Dodgers News: Walker Buehler Prioritizes Making Quality Start Over Win-Loss Record

Walker Buehler took the mound in the series finale against the Miami Marlins with a perfect record at Dodger Stadium this season. Early indications were Buehler was going to avoid suffering his first loss.

Max Muncy’s two-run home run gave the Los Angeles Dodgers a lead in the bottom of the first inning and they never looked back. It was sandwiched between Buehler collecting six strikeouts through two scoreless innings.

“It was a good job by our scouting team and Barnes putting me in positions that I could be aggressive and knowing alleys I could throw from,” Buehler said.

“I think when you spin the fastball alright, if you can get some angle on it, it’s going to help you out. That’s kind of what I’ve been searching for and found it a little bit today by driving the ball down.”

He finished with 11 strikeouts and improved to 9-1 this season. With a slew of starts still ahead in 2019, Buehler already has a career high with nine wins. He’s 9-1 thus far and leading the Majors in winning percentage.

Though, that’s not of much focus. “I’ve been very lucky,” Buehler began.

“When I’ve pitched poorly, the team has helped me out and kept me out of the loss column. I think record is one of those things that’s a little bit oversold. Trying to go out and produce quality starts is the big thing for me, and I’ve been alright at that so far.”

Buehler has 12 quality starts in 19 of his outings this season. Most of his struggles came at the beginning of the campaign, as the 24-year-old worked to knock off some rust that he wasn’t able to work through during a shortened Spring Training.
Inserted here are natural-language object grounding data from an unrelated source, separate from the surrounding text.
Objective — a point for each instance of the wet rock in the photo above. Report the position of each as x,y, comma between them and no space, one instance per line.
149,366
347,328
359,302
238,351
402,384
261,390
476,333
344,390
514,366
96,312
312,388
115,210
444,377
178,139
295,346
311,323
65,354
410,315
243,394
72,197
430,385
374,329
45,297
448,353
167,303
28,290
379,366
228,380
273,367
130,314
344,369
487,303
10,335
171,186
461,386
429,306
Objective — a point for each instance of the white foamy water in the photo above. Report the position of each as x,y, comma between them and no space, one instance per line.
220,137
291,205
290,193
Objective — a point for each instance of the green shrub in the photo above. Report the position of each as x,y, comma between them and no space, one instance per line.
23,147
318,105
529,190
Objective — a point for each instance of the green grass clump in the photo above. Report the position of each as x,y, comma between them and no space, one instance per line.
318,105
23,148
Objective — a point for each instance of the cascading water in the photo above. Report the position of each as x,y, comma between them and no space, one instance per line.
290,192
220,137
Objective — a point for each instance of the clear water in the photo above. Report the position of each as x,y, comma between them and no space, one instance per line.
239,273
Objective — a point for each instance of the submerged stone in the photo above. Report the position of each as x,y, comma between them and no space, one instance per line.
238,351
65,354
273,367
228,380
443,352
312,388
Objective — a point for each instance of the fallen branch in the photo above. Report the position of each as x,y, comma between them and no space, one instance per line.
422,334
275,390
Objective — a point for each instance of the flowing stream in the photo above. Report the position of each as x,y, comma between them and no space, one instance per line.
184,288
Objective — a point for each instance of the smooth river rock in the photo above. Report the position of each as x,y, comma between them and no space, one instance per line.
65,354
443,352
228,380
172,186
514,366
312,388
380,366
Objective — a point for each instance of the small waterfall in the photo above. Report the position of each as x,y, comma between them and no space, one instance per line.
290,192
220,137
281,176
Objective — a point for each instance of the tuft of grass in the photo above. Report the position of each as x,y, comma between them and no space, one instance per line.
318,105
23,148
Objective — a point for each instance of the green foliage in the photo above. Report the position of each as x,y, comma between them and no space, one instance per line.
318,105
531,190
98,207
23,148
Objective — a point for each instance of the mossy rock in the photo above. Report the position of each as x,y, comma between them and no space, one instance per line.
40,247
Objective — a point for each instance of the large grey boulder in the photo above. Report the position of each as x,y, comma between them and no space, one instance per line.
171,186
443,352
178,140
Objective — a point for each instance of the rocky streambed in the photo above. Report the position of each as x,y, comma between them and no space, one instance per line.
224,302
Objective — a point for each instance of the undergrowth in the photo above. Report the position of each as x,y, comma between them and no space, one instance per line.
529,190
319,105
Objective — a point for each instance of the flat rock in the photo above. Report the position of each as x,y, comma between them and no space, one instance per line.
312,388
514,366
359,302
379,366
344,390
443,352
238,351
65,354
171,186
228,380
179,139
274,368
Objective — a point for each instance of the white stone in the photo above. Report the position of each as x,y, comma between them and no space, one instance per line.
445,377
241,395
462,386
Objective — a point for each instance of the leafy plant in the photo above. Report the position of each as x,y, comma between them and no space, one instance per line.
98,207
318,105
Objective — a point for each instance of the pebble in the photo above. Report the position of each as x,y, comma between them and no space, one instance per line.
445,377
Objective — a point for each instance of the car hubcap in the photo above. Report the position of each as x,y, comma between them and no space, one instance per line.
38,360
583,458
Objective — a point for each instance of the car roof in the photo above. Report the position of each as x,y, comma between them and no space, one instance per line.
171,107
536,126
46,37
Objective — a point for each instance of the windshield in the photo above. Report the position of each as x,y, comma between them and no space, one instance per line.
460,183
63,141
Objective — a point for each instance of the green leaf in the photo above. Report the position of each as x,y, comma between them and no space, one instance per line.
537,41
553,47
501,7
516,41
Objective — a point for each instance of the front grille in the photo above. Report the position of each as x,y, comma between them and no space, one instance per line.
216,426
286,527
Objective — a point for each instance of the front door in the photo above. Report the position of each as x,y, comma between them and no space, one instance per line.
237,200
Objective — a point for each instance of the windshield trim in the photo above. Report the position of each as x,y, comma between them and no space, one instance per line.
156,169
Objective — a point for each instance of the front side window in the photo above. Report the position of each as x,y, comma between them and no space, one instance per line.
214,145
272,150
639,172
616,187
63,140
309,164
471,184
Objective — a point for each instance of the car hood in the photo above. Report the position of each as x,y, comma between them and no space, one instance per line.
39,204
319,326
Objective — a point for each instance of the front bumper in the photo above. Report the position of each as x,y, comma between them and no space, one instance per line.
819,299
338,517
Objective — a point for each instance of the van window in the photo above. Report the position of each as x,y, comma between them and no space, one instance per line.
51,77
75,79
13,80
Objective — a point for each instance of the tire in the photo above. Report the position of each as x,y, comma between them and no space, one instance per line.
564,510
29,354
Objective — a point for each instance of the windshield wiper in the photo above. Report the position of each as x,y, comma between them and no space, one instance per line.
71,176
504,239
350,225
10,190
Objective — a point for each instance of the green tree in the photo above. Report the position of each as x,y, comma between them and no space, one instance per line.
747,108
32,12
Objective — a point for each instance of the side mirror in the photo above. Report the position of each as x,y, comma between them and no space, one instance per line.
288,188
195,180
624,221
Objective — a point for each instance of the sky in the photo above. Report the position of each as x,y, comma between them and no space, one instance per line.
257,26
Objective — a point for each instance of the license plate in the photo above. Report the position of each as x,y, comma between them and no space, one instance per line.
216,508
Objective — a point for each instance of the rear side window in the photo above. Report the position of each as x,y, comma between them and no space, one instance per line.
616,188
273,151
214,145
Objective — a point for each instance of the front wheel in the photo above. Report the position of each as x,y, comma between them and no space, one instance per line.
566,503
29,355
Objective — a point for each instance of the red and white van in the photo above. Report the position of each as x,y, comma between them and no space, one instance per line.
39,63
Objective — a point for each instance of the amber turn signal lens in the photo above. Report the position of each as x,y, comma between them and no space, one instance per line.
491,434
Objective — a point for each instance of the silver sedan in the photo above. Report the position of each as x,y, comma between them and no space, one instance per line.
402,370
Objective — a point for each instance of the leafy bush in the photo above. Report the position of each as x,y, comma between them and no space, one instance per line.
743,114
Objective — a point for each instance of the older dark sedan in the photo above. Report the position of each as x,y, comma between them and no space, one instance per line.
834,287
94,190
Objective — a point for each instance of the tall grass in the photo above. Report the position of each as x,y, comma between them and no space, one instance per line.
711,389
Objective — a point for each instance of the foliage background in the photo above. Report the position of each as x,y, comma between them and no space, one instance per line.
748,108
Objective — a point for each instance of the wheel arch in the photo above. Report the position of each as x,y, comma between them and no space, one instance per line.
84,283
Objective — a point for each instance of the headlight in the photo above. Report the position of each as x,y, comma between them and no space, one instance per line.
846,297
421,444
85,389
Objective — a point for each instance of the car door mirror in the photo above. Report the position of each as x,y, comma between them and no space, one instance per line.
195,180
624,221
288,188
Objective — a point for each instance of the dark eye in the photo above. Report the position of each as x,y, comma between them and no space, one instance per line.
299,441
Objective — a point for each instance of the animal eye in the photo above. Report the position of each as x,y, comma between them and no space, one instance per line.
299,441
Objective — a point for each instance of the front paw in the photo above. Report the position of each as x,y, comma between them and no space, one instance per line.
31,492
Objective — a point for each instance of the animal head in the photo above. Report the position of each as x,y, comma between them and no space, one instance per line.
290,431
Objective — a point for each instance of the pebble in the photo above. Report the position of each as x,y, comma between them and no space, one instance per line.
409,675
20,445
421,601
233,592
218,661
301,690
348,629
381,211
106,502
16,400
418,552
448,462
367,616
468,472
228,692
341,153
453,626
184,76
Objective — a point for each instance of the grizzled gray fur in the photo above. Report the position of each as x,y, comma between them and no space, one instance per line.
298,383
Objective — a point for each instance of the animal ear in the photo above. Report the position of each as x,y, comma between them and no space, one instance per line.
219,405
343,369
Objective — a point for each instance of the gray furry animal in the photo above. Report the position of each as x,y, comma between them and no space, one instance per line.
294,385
“He was really good. Really good,” Dodgers manager Dave Roberts said of Buehler’s peformance against the Marlins. “The fastball lane was consistent, getting the ball glove side, just really out of the gates he was commanding down and away, that low dart to the right-hander hitter.

“And the cutter off of that, breaking ball off of that, getting ahead of guys all day; the called strike, swing and miss. He could essentially do whatever he wanted to. There’s a quiet intensity with Walker.

“When you’re seeing 95 to the 98 (mph), I think that gets people excited. When he takes the mound, and that first inning when he’s got that glove-side command, you know it’s the makings for a good day.”